New centre with innovative approach to treating eating disorders set to open
Tue, 11 Oct 2011 | By NNA staff
STROUD (NNA) – A new centre offering support primarily for young people with eating disorders through a combination of full residential care, anthroposophic therapies, and a therapeutic education with supported transition is planning to open its doors in the UK before the end of the year. The centre will also offer evening and weekend support sessions.
Upper Grange in Stroud has recently been gifted to a newly formed biodynamic land trust, the Living Earth Land Trust, and consists of a sixteenth century grange situated in a semi-rural location with a productive biodynamic garden five minutes’ walk from the town centre, the project says in a statement.
The centre will be staffed by a multi-disciplinary team and will focus primarily, but not exclusively, on difficulties for young people between 14-19 years of age. Clients will include individuals with primary diagnoses of eating disorder, anorexia nervosa, bulimia nervosa and will also include individuals who are repeatedly using traditional services in the “revolving door” pattern, the statement adds.
In work funded by the Ruskin Mill Centre for Cultural Development, the project team consisting of Dr Marian Naidoo, Aonghus Gordon, Charlotte von Bulow and Ian Clements (with endorsement from Dr Stefan Geider) is currently “researching and identifying an unmet need for integrated and holistic solutions to eating disorders,” the team says.

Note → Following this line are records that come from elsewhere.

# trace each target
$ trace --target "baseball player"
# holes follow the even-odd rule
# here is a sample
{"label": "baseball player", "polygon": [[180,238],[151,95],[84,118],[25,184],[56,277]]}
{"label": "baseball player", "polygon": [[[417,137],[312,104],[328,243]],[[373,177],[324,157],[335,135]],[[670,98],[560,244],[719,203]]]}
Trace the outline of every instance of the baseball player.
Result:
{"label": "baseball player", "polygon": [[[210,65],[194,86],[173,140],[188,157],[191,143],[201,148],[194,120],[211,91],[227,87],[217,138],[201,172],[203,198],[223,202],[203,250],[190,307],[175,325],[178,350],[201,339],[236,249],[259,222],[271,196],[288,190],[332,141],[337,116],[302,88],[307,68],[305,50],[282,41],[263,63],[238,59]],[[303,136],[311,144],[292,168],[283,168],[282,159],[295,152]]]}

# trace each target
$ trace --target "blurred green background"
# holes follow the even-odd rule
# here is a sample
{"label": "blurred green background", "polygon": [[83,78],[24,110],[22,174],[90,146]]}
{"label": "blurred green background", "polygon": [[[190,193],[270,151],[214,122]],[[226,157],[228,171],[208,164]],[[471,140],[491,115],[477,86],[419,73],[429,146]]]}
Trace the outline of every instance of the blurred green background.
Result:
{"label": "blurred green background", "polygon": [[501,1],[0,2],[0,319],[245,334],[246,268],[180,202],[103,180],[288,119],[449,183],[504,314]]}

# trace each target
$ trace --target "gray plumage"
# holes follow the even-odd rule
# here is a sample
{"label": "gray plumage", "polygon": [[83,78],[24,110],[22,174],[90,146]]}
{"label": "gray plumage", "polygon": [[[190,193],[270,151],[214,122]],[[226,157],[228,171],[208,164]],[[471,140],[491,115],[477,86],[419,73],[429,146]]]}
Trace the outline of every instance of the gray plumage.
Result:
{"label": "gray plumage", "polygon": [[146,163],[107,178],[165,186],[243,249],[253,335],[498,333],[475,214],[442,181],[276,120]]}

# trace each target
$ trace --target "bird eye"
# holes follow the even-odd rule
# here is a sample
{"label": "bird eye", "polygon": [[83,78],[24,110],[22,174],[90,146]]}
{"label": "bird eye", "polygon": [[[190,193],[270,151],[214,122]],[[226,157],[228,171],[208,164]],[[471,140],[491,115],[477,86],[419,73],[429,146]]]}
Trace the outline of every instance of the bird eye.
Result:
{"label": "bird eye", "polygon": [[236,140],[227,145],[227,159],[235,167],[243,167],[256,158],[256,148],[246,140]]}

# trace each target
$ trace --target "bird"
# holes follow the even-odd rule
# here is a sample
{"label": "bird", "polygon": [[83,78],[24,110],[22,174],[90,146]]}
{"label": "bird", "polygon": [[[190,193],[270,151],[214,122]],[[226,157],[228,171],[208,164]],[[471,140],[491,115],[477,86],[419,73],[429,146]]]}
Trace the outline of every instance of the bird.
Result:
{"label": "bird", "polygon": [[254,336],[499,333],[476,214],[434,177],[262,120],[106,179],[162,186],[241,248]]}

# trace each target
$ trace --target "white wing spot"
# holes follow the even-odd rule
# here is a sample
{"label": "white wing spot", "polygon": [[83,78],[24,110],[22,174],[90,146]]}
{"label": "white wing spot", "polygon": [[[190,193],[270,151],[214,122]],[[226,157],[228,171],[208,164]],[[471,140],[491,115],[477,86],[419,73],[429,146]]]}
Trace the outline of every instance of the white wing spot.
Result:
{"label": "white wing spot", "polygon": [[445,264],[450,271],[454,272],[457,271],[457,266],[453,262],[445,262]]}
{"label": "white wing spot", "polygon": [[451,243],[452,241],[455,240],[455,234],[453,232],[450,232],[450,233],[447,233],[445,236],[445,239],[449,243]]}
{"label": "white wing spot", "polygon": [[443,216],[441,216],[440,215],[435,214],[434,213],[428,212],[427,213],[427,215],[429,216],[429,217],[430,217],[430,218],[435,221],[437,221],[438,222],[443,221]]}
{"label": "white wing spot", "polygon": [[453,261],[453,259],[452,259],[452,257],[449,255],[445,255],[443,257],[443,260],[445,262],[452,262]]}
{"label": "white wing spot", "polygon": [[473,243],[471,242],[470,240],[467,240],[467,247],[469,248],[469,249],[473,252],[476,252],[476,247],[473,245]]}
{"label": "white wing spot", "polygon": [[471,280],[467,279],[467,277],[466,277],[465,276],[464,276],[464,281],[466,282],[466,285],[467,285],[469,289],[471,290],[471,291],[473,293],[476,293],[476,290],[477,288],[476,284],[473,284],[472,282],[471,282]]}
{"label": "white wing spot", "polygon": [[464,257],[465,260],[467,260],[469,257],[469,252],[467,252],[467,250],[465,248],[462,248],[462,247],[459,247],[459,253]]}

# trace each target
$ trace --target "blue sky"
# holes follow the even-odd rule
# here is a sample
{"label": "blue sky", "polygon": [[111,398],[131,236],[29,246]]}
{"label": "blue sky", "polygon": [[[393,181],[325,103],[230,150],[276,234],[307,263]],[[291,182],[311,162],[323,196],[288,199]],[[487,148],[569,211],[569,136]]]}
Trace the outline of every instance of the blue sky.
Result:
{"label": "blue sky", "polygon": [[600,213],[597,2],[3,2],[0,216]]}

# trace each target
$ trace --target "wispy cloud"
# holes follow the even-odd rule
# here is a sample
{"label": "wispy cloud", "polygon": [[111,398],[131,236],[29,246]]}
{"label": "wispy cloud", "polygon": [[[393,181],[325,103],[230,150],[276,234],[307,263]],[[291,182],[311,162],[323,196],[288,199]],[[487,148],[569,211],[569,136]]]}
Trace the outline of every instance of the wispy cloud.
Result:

The work also involved clinicians, practitioners and the service users through a series of workshops and seminars. As a result of this process a methodology was being developed which was designed to support the re-engagement of clients through aesthetics, warmth, rhythm and nurture.
This methodology in turn provides the basis for a curriculum which develops an “appetite for life”, the initiators explain. It will offer qualifications tailored to the needs of clients in the form of transition programmes validated by the Crossfields Institute, a licensed educational charity specialising in the design of holistic and integrative qualifications.
“The centre will offer commitment to provide each client with a holistic and integrated service that supports their re-covery, re-connection and re-integration,” the project team says.
The team highlights three unique characteristics which distinguish this centre from other services.
First, it offers a rare opportunity for positive intervention in the lives of individuals who would normally be victims of a cycle of intensive care and hospitalisation.
Then, through the integration of anthroposophic medicine and therapies deeply imbedded in the residential care aspect of the offer, the centre will be in a position to take a “whole-human being approach to the recovery and rebuilding of faculties”.
And finally, through the Learning to Live curriculum, residents and day participants will be introduced to an exceptional and carefully designed learning journey through the arts, philosophy, projective geometry, beekeeping, gardening and the development of life skills for transition and reintegration.